As coisas pareciam estar mudando comigo de forma muito estranha, e pela primeira vez desde há muito, como vim a lembrar, comecei a sentir medo da imensidão da noite e dos seus habitantes. Não entendia como um simples vento frio, tão comum quando começava a chover, havia-me feito experimentar outra sensação, uma sensação de mais puro medo, de terror mesmo.
Imaginei ser algum tipo de sinal, e estava certo, como depois fui descobrir. O que veio depois dele, porém, mudaria para sempre a minha vida e me faria tratá-la como algo quase insignificante.
Então aconteceu.
Escutei da primeira vez, mas não dei atenção, pensando ser apenas o meu inconsciente tentando me amedrontar. Da segunda vez, porém, ouvi nitidamente o som, assim mesmo quis fazer-me de surdo e convencer-me de nada ter ouvido, apenas apressei ainda mais os passos já vacilantes. Porém... da terceira vez, aquele uivo que começou agudo e foi morrendo num rosnar agonizante talhou-me a alma por inteiro, e eu, mesmo contra a vontade, parei de andar virei-me, vagarosamente, para ver de onde vinha aquele som aterrorizante.

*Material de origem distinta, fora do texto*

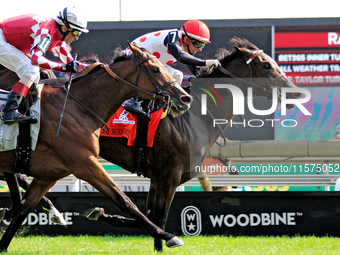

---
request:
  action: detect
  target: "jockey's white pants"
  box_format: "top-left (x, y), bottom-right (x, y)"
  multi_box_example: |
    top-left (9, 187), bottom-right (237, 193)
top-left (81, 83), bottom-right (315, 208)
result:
top-left (0, 29), bottom-right (40, 87)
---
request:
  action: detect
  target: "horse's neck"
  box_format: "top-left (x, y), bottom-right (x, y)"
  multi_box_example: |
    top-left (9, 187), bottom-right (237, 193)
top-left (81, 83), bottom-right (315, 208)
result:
top-left (71, 71), bottom-right (132, 125)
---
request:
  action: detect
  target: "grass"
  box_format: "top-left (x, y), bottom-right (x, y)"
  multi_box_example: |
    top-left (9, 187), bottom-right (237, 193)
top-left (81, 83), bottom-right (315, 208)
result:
top-left (1, 236), bottom-right (340, 255)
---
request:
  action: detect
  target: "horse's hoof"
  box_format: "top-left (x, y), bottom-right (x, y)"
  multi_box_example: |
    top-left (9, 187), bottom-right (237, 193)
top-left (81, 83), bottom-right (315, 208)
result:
top-left (86, 207), bottom-right (104, 220)
top-left (51, 216), bottom-right (67, 226)
top-left (166, 236), bottom-right (184, 248)
top-left (0, 208), bottom-right (8, 220)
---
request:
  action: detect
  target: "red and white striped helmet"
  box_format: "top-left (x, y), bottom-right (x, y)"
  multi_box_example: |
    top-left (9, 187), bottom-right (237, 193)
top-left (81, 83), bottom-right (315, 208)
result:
top-left (56, 7), bottom-right (89, 33)
top-left (181, 19), bottom-right (210, 43)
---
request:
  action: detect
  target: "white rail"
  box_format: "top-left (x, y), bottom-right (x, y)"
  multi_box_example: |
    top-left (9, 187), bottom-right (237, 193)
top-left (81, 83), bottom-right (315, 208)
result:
top-left (8, 174), bottom-right (340, 191)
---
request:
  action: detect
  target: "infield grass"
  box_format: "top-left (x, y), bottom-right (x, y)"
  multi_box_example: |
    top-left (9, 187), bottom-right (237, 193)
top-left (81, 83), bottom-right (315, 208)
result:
top-left (1, 236), bottom-right (340, 255)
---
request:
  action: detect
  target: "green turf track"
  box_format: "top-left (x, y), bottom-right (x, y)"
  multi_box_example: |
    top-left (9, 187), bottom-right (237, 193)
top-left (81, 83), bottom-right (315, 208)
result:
top-left (0, 236), bottom-right (340, 255)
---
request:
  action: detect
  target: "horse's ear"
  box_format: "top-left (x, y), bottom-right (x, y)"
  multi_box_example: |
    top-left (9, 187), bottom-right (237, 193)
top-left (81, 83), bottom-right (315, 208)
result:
top-left (128, 41), bottom-right (143, 59)
top-left (234, 46), bottom-right (241, 52)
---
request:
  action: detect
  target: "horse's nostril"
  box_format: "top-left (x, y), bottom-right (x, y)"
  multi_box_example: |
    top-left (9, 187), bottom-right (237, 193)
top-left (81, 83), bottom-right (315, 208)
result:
top-left (181, 96), bottom-right (192, 104)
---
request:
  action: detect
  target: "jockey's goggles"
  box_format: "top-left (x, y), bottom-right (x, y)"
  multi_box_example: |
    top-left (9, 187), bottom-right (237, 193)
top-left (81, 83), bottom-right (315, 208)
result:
top-left (189, 37), bottom-right (205, 48)
top-left (183, 26), bottom-right (205, 49)
top-left (68, 28), bottom-right (81, 36)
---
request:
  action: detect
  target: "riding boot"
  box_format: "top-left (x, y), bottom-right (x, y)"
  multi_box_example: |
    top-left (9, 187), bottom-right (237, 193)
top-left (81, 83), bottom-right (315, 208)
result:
top-left (124, 100), bottom-right (149, 117)
top-left (3, 92), bottom-right (36, 125)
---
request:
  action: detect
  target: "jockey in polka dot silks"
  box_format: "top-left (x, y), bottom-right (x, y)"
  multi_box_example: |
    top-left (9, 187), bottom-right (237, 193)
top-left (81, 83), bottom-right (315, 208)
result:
top-left (0, 7), bottom-right (89, 124)
top-left (128, 20), bottom-right (220, 84)
top-left (124, 20), bottom-right (220, 116)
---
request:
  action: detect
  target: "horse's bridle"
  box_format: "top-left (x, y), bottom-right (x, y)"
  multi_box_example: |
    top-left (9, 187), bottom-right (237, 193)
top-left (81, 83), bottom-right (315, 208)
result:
top-left (218, 49), bottom-right (289, 97)
top-left (64, 50), bottom-right (176, 130)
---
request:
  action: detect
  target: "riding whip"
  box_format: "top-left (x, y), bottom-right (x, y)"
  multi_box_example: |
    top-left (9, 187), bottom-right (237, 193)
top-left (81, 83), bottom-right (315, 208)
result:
top-left (55, 53), bottom-right (78, 138)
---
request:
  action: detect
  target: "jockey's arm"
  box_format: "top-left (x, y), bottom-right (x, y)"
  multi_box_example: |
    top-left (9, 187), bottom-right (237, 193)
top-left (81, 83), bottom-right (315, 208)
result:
top-left (31, 44), bottom-right (86, 72)
top-left (168, 42), bottom-right (205, 66)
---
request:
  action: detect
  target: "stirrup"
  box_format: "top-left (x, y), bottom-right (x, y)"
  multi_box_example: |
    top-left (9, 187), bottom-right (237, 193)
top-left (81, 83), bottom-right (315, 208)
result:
top-left (124, 101), bottom-right (149, 117)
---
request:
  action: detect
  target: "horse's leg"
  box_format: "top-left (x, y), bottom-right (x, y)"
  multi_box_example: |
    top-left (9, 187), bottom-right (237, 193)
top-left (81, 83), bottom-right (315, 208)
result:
top-left (0, 172), bottom-right (22, 220)
top-left (85, 207), bottom-right (141, 228)
top-left (0, 179), bottom-right (55, 252)
top-left (73, 158), bottom-right (183, 247)
top-left (16, 174), bottom-right (66, 225)
top-left (147, 175), bottom-right (179, 251)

Como já disse antes, volto a repetir: nunca acreditei em fenômenos sobrenaturais, mas a coisa para a qual acabara de olhar deixou-me com os olhos arregalados e a boca tremendo sem conseguir gesticular palavra, e fez-me em segundos rever todos os meus conceitos acerca de tão incrédulo assunto. Eu estava a uma quadra de distância do cemitério, e desse ponto podia ver o muro irregular dos fundos dele, descendo verticalmente seguindo a inclinação da rua. A estranha figura estava lá, próxima a encruzilhada junto ao cemitério.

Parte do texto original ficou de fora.